By Thabiso Mbhense
This is one of the thorny issues between the owners of farms and occupiers of farms in South Africa. On the one hand, land owners feel that as owners of land they have a right to enjoy undisturbed use and ownership of their land. On the other hand, occupiers feel that as occupiers of land they have a right of security of tenure including the right to bury their deceased family members on land where they reside.
Both the land owners and occupiers are protected by s 25 of the Constitution. As a result of s 25(9) of the Constitution, an Extension of Security of Tenure Act 62 of 1997 (ESTA), was promulgated in order to specify and regulate the rights and duties of occupiers and land owners.
In order for an ‘occupier’ to enjoy protection under s 6(2)(dA) of the ESTA, he or she must establish on the balance of probabilities that –
• he or she is an ‘occupier’ on the farm where he or she intends burying the deceased on;
• the deceased was a member of his or her family;
• the burial sought would be in accordance with his or her religious and/or cultural beliefs;
• the deceased was residing on land, which the occupier resided at the time of death of the deceased; and
• an established practice on land exists to bury deceased family members.
It is clear that in terms of s 6(2)(dA) of ESTA, the burial of the deceased on land must be done according to an occupier’s religion or culture. For example the direction that the deceased’s body must face on burial, the depth and size of the grave in the ground, the nature of the ceremony that accompanies the burial, and so on, must be in accordance with an occupier’s religious or cultural beliefs.
It is very important to note that the landowner (or person in charge of the land) may not restrict the nature of the burial including the ceremony to be something less than or different from what the religion and cultural demands. However, the qualification of the burial with regard to religion and culture offer protection to both land owner an occupier. The land owner is protected in the sense that an occupier has to practice his or her culture and religion in a reasonable manner.
Without having expressly decided the point, this interpretation is certainly in accordance with the interpretation adopted by the full Bench in Nhlabathi and Others v Fick [2003] 2 All SA 323 (LCC) para 36.
As explained above, one of the requirements that an occupier who intends burying the deceased on land must satisfy is that ‘an established practice in respect of the land exists’.
This requirement, however, is that the practice must exist for ‘people living on the land’. There is nothing in the wording of the definition to suggest that it must be peculiar to the particular family in question and or family of the deceased. This is supported by the Supreme Court of Appeal (SCA) in the case of Dlamini And Another v Joosten And Others 2006 (3) SA 342 (SCA).
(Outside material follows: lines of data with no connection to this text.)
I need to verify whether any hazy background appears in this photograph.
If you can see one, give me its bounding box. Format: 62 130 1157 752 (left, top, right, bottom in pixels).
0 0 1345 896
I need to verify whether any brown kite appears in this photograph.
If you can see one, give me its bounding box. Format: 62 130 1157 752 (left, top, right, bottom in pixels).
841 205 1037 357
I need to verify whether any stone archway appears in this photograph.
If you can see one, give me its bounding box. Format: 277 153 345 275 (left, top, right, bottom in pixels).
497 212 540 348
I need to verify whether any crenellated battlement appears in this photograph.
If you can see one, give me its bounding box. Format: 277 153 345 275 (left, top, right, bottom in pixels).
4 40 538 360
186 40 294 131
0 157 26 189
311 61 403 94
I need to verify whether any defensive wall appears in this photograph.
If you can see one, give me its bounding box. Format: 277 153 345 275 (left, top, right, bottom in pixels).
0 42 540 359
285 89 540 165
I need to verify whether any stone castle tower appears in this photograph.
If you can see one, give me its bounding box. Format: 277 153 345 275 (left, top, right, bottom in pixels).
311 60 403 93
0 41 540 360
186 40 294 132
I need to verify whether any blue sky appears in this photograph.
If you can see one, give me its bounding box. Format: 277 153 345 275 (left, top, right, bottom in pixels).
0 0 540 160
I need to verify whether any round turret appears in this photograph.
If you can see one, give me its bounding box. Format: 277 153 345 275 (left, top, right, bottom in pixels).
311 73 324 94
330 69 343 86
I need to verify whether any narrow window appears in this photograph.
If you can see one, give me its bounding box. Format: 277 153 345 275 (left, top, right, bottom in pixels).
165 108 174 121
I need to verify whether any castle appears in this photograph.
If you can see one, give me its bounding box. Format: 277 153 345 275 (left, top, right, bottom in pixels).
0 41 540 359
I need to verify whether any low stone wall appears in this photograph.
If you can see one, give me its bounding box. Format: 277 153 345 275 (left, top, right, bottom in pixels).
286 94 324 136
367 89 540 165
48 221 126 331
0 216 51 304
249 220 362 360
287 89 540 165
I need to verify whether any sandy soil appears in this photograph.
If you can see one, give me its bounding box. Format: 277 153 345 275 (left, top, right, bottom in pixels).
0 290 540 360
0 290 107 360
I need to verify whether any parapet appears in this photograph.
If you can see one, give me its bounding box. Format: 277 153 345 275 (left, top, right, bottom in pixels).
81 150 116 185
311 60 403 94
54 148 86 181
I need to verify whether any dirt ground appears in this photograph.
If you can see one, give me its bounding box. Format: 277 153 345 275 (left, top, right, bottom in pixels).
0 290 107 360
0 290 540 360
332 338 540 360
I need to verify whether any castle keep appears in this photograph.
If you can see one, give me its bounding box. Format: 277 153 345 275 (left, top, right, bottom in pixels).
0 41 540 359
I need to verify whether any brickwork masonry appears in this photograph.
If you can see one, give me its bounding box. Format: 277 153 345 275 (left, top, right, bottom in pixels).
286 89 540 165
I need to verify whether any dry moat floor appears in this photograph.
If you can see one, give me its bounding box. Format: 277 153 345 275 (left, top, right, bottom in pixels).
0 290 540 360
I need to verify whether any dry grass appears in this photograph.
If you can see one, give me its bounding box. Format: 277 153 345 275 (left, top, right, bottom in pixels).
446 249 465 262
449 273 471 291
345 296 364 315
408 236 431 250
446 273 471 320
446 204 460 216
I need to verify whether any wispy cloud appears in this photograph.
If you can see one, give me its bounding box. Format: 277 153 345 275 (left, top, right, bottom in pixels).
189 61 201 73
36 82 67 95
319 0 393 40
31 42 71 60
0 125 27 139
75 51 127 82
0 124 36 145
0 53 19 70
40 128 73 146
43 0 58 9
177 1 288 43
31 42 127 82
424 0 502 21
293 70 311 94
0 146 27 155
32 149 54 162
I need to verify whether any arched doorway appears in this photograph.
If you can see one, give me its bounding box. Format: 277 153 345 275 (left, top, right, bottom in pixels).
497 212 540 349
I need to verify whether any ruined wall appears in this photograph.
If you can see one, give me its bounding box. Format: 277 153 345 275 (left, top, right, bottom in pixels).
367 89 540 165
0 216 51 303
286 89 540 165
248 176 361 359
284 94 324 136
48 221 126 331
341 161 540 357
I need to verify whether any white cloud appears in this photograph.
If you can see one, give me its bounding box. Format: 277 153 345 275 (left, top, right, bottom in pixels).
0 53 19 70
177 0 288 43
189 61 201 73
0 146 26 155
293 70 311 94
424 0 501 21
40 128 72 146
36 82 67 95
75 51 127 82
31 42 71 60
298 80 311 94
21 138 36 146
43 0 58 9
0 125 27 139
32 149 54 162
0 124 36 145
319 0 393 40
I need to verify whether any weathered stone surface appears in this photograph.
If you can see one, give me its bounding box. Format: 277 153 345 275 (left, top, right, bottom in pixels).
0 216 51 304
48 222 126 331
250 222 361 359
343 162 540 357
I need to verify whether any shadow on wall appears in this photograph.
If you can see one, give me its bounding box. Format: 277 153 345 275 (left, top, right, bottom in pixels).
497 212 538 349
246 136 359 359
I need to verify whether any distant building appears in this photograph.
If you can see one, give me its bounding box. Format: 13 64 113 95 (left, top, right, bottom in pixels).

In para 19 the SCA stated that: ‘In so deciding, the court a quo erroneously interpreted s 6(2)(dA) to require the established practice to relate to a particular family, whereas the section clearly links the “established practice” to “people residing on the land”. It is not confined to particular families. The respondents were therefore correct in conceding that the court a quo’s interpretation of the section is wrong.’
But it must be taken into account that most people, including some of the presiding officers such as magistrates and judges, are of the opinion that an ‘established practice’ must be in respect of an occupier’s family who intends burying on land. This cannot be the intention of the legislature and is therefore wrong. Balancing the rights of the land owner and the rights of an occupier who intends burying the deceased on land is very important. Most of the land owners in denying occupiers rights to bury their deceased family members on land often say the water on the land would be contaminated or the value of their land would diminish should an occupier be permitted to bury his or her deceased family member on land. But this argument has no value due to the fact that, where there is an established practice on land, people have already buried their deceased family members on land and the water had already been contaminated. Furthermore the grave is permanent in nature. This is supported by the Dlamini case at para 16, where Cachalia AJA said: ‘The burial right is in the nature of a personal servitude which the occupier has over the property on which he possesses a real right of residence at death of a family member who at the time of death was residing on the land’.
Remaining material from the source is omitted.